In other parts of the Country it is on the high side, but not crazy either
way.

Not saying that is the end all of resources, but it is a place to start. Per
diems are nice, as a consultant I used to make good money on the per diems,
because usually I could do better on my expenses when I traveled. It does save
a lot of money in terms of reimbursement management from the company side so
that is a trade off, but if you are pinching every penny, I'd do
reimbursements and put people on a reasonable budget when they travel, e.g.
explain that no, the $100/steak dinner won't be covered as that is excessive.

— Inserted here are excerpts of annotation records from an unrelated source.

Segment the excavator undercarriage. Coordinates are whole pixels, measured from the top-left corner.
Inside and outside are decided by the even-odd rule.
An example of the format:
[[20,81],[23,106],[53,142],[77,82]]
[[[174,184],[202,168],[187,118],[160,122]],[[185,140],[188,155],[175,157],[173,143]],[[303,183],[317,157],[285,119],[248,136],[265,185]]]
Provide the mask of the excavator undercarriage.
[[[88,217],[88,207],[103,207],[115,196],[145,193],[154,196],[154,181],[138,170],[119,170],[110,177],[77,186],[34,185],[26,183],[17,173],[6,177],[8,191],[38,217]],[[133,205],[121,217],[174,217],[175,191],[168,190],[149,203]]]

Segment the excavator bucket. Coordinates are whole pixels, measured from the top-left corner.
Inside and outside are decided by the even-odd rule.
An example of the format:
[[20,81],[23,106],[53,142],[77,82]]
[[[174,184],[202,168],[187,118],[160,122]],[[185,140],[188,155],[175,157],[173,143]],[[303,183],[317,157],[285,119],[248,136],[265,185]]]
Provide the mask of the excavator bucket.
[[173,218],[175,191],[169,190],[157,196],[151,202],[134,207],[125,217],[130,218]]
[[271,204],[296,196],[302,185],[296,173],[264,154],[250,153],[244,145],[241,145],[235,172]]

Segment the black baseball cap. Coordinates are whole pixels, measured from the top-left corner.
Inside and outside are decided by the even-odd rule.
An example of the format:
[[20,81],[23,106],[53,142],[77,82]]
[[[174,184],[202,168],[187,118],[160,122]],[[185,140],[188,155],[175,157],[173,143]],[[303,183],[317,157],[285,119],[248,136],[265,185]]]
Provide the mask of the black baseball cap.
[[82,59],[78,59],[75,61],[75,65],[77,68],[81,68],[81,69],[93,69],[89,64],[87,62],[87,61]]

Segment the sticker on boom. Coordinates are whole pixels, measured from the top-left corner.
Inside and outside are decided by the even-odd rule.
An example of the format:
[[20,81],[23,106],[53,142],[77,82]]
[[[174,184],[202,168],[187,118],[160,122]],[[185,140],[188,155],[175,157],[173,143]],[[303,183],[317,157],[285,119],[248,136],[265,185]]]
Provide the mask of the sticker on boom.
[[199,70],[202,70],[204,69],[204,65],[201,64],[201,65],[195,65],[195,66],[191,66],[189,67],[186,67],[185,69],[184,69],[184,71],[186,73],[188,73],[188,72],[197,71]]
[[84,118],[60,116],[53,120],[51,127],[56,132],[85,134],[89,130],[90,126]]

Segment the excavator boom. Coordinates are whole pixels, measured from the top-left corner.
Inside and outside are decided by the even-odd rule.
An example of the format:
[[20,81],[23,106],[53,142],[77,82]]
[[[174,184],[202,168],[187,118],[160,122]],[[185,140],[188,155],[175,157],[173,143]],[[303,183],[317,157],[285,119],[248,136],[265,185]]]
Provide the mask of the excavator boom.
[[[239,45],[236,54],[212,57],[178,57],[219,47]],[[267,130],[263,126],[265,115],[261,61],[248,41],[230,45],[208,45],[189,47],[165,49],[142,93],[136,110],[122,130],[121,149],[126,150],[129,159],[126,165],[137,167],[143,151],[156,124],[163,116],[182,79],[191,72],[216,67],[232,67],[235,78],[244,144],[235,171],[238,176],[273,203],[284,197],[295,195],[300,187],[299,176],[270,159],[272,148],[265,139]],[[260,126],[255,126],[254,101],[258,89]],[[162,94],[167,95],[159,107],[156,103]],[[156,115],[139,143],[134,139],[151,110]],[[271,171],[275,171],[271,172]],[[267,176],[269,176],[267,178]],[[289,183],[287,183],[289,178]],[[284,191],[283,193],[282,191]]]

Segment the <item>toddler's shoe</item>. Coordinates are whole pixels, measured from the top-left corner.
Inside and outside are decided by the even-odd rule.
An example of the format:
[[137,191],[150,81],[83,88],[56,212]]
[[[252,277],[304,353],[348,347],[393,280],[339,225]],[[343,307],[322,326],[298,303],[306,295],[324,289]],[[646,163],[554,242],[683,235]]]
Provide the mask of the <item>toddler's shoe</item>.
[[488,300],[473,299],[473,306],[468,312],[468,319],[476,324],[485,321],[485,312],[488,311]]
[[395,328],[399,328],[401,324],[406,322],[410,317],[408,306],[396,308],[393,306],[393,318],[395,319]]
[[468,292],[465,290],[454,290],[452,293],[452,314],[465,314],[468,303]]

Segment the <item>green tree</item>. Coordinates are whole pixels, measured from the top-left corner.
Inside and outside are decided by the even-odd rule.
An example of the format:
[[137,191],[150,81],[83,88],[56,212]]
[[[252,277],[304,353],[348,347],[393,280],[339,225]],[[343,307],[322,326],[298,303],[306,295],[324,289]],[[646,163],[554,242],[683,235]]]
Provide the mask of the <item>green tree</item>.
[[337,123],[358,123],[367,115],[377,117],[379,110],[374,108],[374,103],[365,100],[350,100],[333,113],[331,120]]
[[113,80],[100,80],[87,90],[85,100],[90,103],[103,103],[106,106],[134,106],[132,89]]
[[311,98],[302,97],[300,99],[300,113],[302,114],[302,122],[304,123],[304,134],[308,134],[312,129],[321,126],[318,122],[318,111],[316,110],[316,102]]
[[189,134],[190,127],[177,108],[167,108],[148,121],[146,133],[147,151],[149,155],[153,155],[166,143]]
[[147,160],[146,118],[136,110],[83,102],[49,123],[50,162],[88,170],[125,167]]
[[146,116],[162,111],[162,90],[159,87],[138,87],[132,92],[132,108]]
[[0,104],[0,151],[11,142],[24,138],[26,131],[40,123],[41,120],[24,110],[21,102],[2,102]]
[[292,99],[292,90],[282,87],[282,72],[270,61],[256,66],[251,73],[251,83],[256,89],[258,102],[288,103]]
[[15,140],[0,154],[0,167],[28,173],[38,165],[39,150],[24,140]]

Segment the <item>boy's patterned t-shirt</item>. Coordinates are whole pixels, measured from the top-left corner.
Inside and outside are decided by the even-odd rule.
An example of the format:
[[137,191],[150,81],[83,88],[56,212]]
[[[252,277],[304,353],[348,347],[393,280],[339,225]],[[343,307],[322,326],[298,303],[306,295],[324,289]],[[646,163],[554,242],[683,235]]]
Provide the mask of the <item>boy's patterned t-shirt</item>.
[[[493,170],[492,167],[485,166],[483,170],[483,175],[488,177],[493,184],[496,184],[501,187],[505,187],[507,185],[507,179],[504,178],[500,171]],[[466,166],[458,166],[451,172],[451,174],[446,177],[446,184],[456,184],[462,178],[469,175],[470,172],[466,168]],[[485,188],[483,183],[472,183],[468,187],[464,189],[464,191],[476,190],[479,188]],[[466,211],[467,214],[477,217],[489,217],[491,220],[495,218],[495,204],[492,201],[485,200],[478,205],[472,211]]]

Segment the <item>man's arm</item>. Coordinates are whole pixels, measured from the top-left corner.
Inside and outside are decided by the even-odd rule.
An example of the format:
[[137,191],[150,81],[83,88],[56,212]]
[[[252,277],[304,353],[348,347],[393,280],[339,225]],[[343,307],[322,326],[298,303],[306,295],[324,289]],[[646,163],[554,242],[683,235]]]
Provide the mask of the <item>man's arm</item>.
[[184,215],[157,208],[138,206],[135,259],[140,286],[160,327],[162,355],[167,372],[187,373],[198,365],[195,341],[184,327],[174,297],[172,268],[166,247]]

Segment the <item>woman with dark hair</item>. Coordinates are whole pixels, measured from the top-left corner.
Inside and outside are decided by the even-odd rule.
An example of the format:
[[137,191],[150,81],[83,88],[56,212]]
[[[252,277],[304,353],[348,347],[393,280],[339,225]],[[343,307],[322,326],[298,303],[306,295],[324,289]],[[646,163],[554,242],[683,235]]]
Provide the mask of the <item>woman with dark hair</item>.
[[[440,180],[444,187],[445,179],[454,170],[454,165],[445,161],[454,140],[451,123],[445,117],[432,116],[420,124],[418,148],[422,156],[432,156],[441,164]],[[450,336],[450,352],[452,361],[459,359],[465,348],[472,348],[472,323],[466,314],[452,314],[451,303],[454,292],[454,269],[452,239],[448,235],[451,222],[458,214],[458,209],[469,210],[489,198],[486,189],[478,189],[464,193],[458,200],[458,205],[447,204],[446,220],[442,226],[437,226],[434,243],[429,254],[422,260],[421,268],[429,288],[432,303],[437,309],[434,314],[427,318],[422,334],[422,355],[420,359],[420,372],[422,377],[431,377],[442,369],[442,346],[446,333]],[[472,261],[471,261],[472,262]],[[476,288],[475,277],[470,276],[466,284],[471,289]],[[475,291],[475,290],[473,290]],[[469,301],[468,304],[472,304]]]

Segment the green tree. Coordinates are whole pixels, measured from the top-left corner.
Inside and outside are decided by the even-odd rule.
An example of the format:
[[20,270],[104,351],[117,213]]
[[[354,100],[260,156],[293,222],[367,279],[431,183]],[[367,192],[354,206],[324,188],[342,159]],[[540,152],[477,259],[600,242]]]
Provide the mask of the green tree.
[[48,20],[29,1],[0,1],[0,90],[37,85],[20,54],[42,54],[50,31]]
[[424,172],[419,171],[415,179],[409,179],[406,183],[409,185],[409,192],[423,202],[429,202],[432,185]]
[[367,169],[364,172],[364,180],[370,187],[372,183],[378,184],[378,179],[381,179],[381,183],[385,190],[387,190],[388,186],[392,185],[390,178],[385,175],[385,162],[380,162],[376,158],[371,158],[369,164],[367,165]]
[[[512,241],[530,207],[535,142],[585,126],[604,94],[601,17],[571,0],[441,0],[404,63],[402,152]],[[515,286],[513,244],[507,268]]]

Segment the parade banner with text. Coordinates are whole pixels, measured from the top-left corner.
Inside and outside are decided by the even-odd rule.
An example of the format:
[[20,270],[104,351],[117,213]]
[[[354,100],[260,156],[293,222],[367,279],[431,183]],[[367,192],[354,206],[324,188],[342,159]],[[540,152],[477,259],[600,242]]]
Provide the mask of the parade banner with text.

I can't remember the specific wording on this, but you can check with your
payroll provider or attorney on it, but you can limit people from excess when
doing reimbursements. And you may want to check with the attorney or
payroll/tax person as well, because it used to be (and I don't know if it
still is) you could set a per diem and/or do reimbursement. What that meant
was that you can say you reimburse all expenses up to the maximum of the per
diem rate, but I am not sure if this is still ok to do, but I worked for a few
companies with this rule and it was fair IMO. At the same time, you should
obviously exclude client events, e.g. your sales person takes the client to
dinner, that's obviously excluded from the per diem or limits.

The one thing to be really careful of, don't tell people after 5pm they are on
their own time so the company doesn't cover them, that can get you into
trouble if they file a complaint (typically with wage and labor board in most
states). If someone is traveling on business for your company, even if that
means over a weekend or typical company holiday, they are to be reimbursed for
all reasonable expenses, or are eligible for a per diem. When I ran my
consulting businesses I just gave a fair but higher per diem and said screw
it, just made life way easier. Easier to budget and plan plus in our case we
could pass the cost on to the client (so we didn't make it crazy either). When
you are doing sales, the costing isn't as clean but a per diem does help
budgeting as you are learning the process.